IDJ socializa proposta de regime jurídico de financiamento com associações comunitárias e grupos juvenis

O Instituto do Desporto e da Juventude (IDJ) reuniu-se hoje com associações e grupos juvenis de todos os municípios do País para discutir a proposta do regime jurídico de financiamento visando dar respostas mais assertivas a projetos comunitários.

Esta afirmação foi avançada hoje à imprensa pela administradora da área da Juventude IDJ, Vanny Reis, à margem do Workshop de validação da proposta de Regime Jurídico de financiamento das associações e grupos juvenis.

Segundo este Instituto, as bases do diálogo institucional e da cooperação com as associações juvenis devem ser plasmadas num instrumento jurídico que regula os apoios financeiros, que seja claro e harmonizador e que promova a valorização da dinâmica associativa.

É neste quadro, acrescentou, que se propõe o regime jurídico de atribuição de apoios financeiros pelo Estado, através do IDJ, às associações juvenis enquanto mecanismo nacional para dar respostas assertivas ao financiamento de projetos com relevante impacto comunitário.

“Esta proposta é o culminar daquilo que é um trabalho que temos vindo a fazer. Nós temos vindo a fazer este trabalho com o consultor que já fez os focos grupos a nível nacional”, afirmou, adiantando que neste momento já tem a proposta para validação, daí este convite dirigido aos líderes associativos de todos os municípios do País para discussão.

O encontro vai servir, conforme Vanny Reis, para fazer a discussão final, recolher os últimos subsídios antes de submeter a proposta à tutela.
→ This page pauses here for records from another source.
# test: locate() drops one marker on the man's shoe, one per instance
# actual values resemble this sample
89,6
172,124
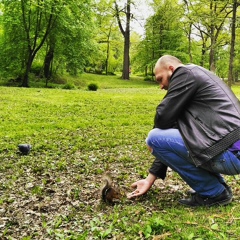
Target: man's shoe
196,200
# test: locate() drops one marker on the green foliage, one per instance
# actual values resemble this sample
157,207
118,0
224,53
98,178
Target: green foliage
92,87
78,135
Este regime jurídico pretende ainda, de acordo com o IDJ, estabelecer um quadro de relacionamento do Instituto do Desporto e da Juventude com o associativismo, possibilitando mais previsibilidade, mais transparência, bem como, também, incentivar e promover a participação cívica dos jovens, e assim colmatar um “grande entrave” que é o financiamento.
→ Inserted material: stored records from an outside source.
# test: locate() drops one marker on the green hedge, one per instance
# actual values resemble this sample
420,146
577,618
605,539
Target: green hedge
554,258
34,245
“O acesso ao financiamento é apontado como um dos grandes entraves da vida associativa”, reconheceu, salientando que com este quadro o Instituto pretende também dar uma resposta ao associativismo juvenil que vai passar a ter um quadro legal e transparente, onde poderá saber quais são os critérios de acesso ao financiamento.

Garantiu que o IDJ vai poder programar a nível orçamental e estabelecer uma relação com as associações, uma vez que, contou, prevê-se o registo previamente das associações e dos grupos juvenis no Instituto, que  vai estabelecer os critérios claros que permitem o acesso ao financiamento público.

“O Movimento associativo tem um papel extremamente importante no desenvolvimento socioeconómico do País”, observou a administradora, para quem, esta será uma forma também de estar mais próxima do movimento cívico, e de empoderar as associações e grupos juvenis a nível nacional.

Este regime jurídico e o fomento ao associativismo conta com a parceria técnica e financeira do escritório conjunto do PNUD, Unicef e UNFPA de Cabo Verde.